Für faire Arbeitsbedingungen – Bahn stärken
Es handelt sich um ein Autorenpapier mehrerer Abgeordneten, das hier leicht aktualisiert wurde
Produktionsstopp in der Industrie, Hamsterkäufe im Lebensmittelhandel und kilometerlange Staus an den Grenzen hatten die ersten Wochen der Coronakrise geprägt. Innerhalb weniger Wochen und manchmal weniger Tage wurde unser Alltag mit gewohnten und selbstverständlichen Abläufen durcheinandergewirbelt. Einmal mehr wurde deutlich, welche Bedeutung der Bereich Güterverkehr und Logistik für die Versorgung mit Gütern des täglichen Bedarfs hat. Jetzt geht es darum, dass die Unternehmen im Bereich Güterverkehr und Logistik gut aus der Krise kommen und politisch die richtigen Konsequenzen für die Zeit danach gezogen werden.

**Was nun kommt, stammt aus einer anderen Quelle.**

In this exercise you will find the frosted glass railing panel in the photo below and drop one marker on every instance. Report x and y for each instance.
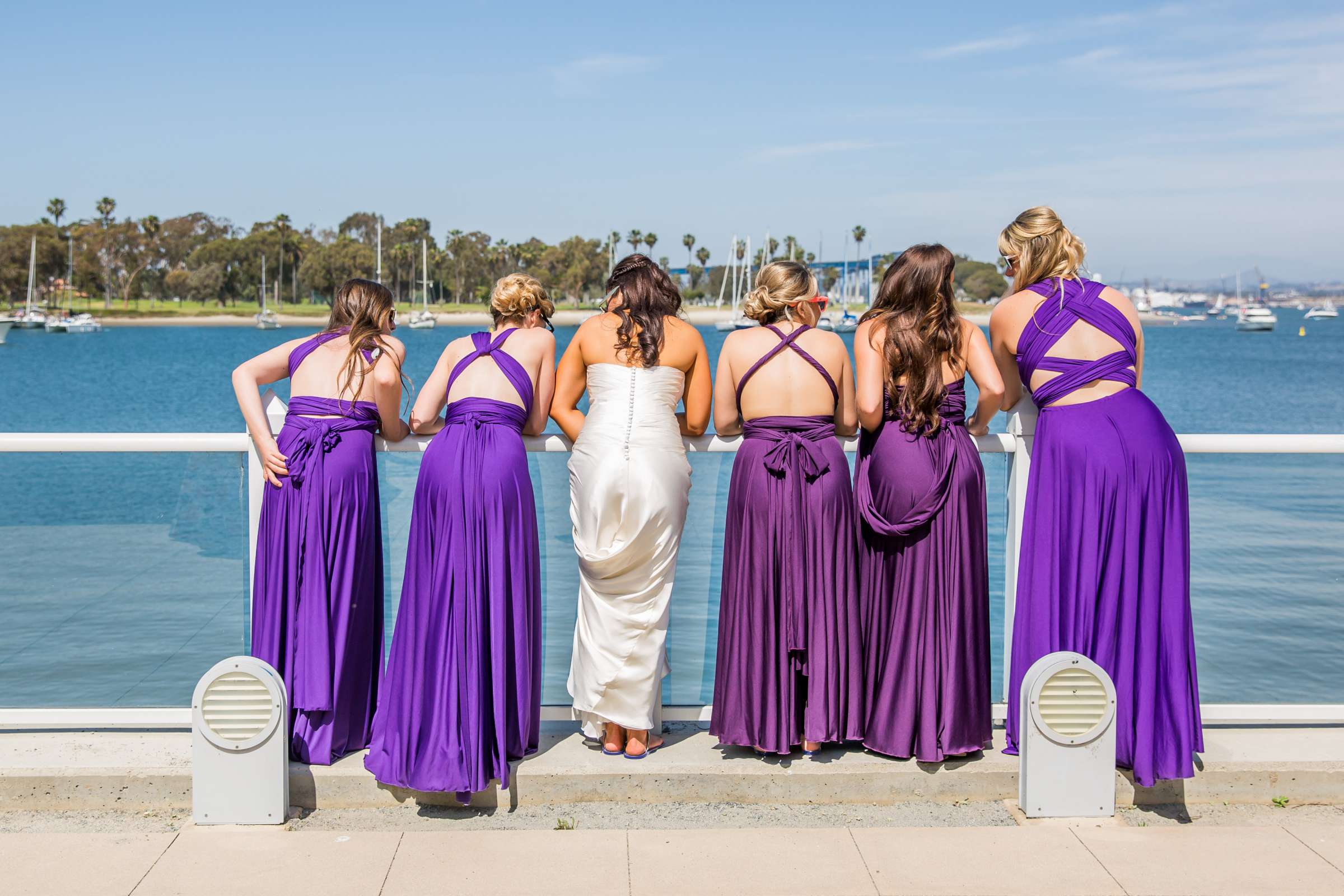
(124, 577)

Die nachfolgende Momentaufnahme zeigt auf, welchen Handlungsspielraum die Bundespolitik hat, um die Funktionsfähigkeit dieses Sektors zu gewährleisten, Folgen der Krise abzufedern und für Unterstützungen die richtigen Instrumente zu wählen.
In der Krise wurde die Bedeutung des Sektors Güterverkehr und Logistik vielen erst richtig bewusst. Keine Frage, die Logistik ist systemrelevant. Daher war es richtig, in der ersten Phase der Krise schnell das Repertoire des Krisenmanagements von Liquiditätshilfen, Stundung von Steuerzahlungen, Kurzarbeitergeld sowie Unterstützung für entlassene Arbeitnehmer auch im Bereich Güterverkehr und Logistik anzuwenden.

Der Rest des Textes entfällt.